Muchas y complejas son las operaciones que se precisan realizar para que un buque de vela del porte de nuestro Galatea pudiera navegar sólo a merced de los vientos que agitan el Océano. Tan hermoso era verle y sentirle deslizarse a todo trapo sobre la superficie del mar como mecerse suavemente con él al compás de una calma chicha. Ya se acostaba sobre las olas, rozando con sus penoles la espuma, o ya erguido y orgulloso como una gaviota hendía la proa hasta el bauprés y volvía a levantarse como sonriendo de su travesura. Confieso que aquello era sumamente bello y me sugestionaba, a pesar de que esta belleza llevara aparejada un esfuerzo agotador.
Las maniobras se efectuaban con precisión matemática:
—¡Listos a virar por avante…!
—¡En redondo…!
A estas voces seguían una algarabía de pitos y órdenes «a la voz» de los contramaestres, que se oía en los más apartados rincones del navío.
Desde el puente, el oficial de guardia daba una nueva orden a través del megáfono:
—¡Gavieros y juaneteros, al pie de la jarcia…!
Cada tripulante tenía ya su misión concreta a realizar, y, por tanto, aquel correr sobre cubierta, con los pies desnudos, era una "confusión ordenada". Todo estaba previsto, y en un decir amén cada marinero ocupaba el puesto previamente designado. Mi destino era juanetero del palo mayor, de manera que a la voz de «¡Arriba!» trepaba velozmente por la jarcia para situarme, en el menor tiempo posible, en mi lugar. Era éste el más alto de la arboladura del barco, al extremo del juanete superior llamado penol. Aquí, firmemente asido al nervio de la verga, me sentía feliz y contento en espera de nuevas órdenes que indicaran si había que recoger o largar velas, según fuera la maniobra a realizar. Desde aquella altura veía a toda la tripulación en sus puestos y el casco del Galatea, alargado y estrecho, parecía extraordinariamente pequeño en comparación a la grandeza de las velas que tenia a mi alrededor.
Yo era ágil, y el puesto me gustó; no sentía vértigos como otros, que buscaban las vergas bajas para evitar una caída que podría ser mortal, y suprimí además dos inconvenientes fundaméntales.
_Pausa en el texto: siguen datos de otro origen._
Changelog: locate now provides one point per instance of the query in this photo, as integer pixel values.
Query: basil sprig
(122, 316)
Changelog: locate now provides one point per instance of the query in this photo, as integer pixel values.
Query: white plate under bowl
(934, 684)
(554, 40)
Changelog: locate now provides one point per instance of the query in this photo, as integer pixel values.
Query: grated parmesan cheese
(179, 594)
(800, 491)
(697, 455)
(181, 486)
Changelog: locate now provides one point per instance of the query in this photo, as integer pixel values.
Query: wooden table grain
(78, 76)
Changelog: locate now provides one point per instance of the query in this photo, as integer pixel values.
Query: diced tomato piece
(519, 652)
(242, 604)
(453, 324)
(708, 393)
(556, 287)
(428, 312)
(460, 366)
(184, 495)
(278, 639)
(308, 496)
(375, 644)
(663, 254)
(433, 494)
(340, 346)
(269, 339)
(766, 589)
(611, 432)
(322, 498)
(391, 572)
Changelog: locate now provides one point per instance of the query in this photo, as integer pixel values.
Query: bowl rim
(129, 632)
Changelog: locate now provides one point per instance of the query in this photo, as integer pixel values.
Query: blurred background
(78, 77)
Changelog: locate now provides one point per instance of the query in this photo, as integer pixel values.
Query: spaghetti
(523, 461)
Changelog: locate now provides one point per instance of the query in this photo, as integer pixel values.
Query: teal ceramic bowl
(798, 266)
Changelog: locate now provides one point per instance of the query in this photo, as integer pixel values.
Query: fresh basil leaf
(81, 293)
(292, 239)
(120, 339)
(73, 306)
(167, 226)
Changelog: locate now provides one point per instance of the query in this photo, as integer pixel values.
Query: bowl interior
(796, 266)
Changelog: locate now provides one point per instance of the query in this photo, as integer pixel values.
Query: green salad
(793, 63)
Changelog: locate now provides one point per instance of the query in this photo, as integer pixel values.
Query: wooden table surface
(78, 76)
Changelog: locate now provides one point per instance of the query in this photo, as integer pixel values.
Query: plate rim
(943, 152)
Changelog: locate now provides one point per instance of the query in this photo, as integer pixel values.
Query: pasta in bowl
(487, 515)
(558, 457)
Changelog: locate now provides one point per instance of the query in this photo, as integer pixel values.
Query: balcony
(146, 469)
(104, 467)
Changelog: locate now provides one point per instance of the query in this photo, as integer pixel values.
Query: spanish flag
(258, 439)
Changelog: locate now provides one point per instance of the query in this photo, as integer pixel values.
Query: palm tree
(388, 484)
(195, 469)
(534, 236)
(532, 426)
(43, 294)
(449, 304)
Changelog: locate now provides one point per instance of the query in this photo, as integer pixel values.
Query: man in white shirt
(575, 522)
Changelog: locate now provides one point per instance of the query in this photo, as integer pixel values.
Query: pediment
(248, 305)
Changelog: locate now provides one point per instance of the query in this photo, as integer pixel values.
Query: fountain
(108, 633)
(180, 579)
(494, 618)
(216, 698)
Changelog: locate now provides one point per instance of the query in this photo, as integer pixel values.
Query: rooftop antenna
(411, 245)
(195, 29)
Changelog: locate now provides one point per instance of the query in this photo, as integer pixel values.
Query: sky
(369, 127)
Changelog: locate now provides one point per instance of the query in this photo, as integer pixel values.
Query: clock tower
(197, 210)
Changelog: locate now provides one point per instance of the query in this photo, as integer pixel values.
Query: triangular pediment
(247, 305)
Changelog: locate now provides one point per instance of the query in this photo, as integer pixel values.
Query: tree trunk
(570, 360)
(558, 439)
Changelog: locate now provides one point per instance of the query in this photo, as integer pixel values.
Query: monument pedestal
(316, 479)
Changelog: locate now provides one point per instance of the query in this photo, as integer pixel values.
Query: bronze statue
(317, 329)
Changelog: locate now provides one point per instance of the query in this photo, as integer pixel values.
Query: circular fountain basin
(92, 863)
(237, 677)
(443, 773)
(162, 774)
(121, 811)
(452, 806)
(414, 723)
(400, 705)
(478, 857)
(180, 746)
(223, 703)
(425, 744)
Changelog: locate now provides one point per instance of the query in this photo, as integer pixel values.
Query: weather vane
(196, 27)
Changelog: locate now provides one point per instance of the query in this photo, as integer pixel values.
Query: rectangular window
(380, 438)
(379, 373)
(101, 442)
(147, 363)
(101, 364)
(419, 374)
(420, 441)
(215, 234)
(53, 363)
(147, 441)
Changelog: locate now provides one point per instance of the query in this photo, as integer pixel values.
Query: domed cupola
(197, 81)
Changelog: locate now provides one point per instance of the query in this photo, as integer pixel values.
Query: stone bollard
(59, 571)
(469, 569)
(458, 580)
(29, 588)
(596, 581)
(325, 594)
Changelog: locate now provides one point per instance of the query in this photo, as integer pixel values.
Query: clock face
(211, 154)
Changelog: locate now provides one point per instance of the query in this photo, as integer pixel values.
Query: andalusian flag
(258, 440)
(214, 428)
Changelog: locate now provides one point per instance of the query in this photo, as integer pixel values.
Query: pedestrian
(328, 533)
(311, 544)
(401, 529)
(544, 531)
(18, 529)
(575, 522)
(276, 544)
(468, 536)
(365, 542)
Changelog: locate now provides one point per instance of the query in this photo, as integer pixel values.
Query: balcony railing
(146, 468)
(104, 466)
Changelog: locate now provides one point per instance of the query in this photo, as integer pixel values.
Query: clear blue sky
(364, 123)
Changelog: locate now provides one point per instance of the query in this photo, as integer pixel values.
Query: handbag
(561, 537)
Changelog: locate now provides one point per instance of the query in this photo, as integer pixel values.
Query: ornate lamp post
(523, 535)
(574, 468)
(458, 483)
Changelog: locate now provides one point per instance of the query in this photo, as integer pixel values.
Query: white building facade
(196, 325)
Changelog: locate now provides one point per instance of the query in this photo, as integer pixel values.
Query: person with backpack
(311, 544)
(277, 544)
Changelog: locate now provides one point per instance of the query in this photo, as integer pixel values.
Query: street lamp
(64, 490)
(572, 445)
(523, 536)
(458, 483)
Uno, el de mi baja estatura, que me ocasionó al principio serios disgustos, colocándome en situación comprometida más de una vez. Elio era que si a mi lado tocaba un hombre, corrientemente de mayor estatura y peso que yo, el marchapiés sobre el que nos apoyábamos, y que constituía la base de nuestra sujeción, me lo hundía de tal modo que yo quedaba con las piernas al aire y sujeto a la verga como un mico, en situación poco cómoda y nada airosa, que digamos. La otra dificultad consistía en que muchos tripulantes se mareaban y era preferible ser rociador que rociado. Esto me llevó a solicitar el puesto de juanetero, donde, aparte de salvar estas dificultades, el trabajo de recoger velas era menos duro.